ストーリが進むにしたがって、コフィー、ドラクロアなどの人間も生き生きした感じがしてくる。


「グリーン・マイル4  ドラクロワの悲惨な死」
- The Green Mile 4, The Bad Death of Eduard Delacroix - Stephen King
スティーヴン・キング 新潮文庫

 うーむ、めちゃくちゃ面白い。この書き込みの上手さはさすがにキング。特に電気椅子の描写の上手さは抜群。


「グリーン・マイル5 夜の果てへの旅」
- The Green Mile 5, Night Journey - Stephen King
スティーヴン・キング 新潮文庫

 ストーリが一気に展開していく。

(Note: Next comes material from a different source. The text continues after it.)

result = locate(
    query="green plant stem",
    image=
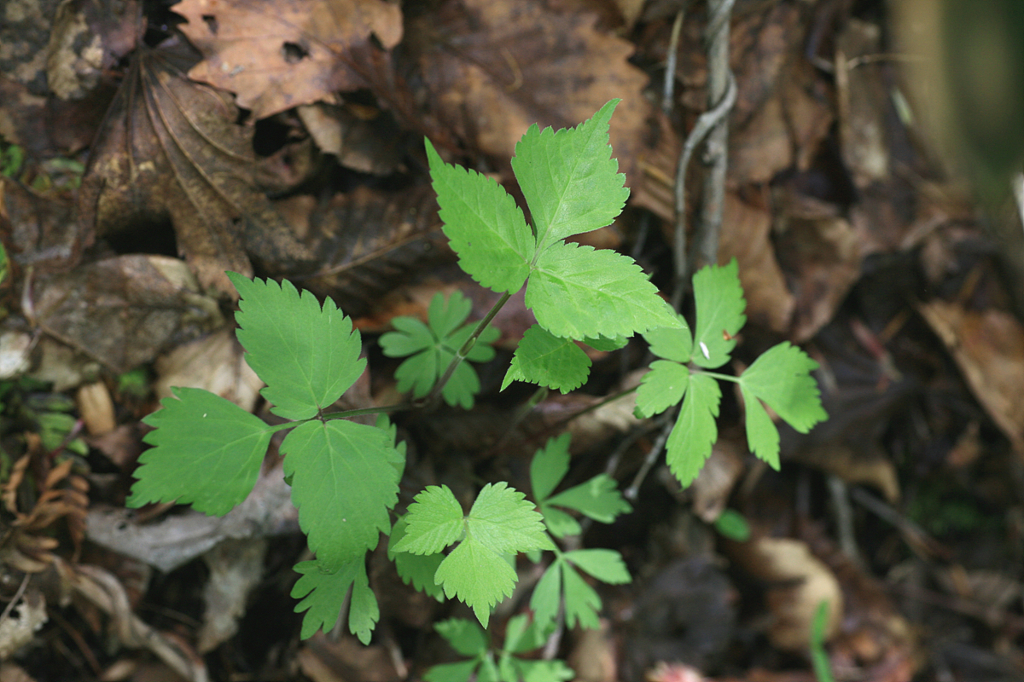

面白い。過去と現在の関係も段々判ってくるし、ホラーでありながら、深い人間ドラマになっている。恐さは無い。素晴らしい。


「グリーン・マイル6 闇の彼方へ」
- The Green Mile 6, Coffey on the Mile - Stephen King
スティーヴン・キング 新潮文庫

 余韻があるラストが素晴らしい。実に人間味がある。老人の現在と回想という手法も実にうまく生きている。過去キングの最高傑作と言ってもいいと思うほど面白かった。
 名作と言ってもいいと思うけど、分冊という形式では失敗だと思う。がつまらなすぎるもの。でも、やっぱり傑作。


「暗闇に過去がよみがえる」
メアリ・H・クラーク 新潮文庫
- Still Watch - Mary Higgins Clark

 父と母を失った悲しい過去の事件が起きた家に、主人公パットが戻ってくる。アメリカ初の女性副大統領指名を目指す、上院議員アビーのTV番組を作るためであった。美しく才能があり、そして過去の事件に傷を持つ女性が主人公であり、現在の事件とともに過去の事件の謎が解けていく、まったくいつものクラーク・スタイル。展開自体も、キャラクタも、いつもの通り、それなりに面白い。逆に意外性は低いけど。


「日蝕」
平野啓一郎 新潮社

 第120回芥川賞受賞作品。異端信仰の嵐吹き荒れるルネッサンス前夜の南フランスが舞台、神学者が主人公。
 錬金術、異端審判、魔女裁判などが絡みあった展開。文書自体は凝っていて面白いのだけど、中身が薄いと思う。これが「薔薇の名前」と比較されるのはよく判らない。書いたのが現役大学生というには驚かされたけど、あんまり面白いとは言えなかった。
 アルプスより南は違う思想がある、といった時代の感覚が面白いのだけど活かされている様には思えなかった。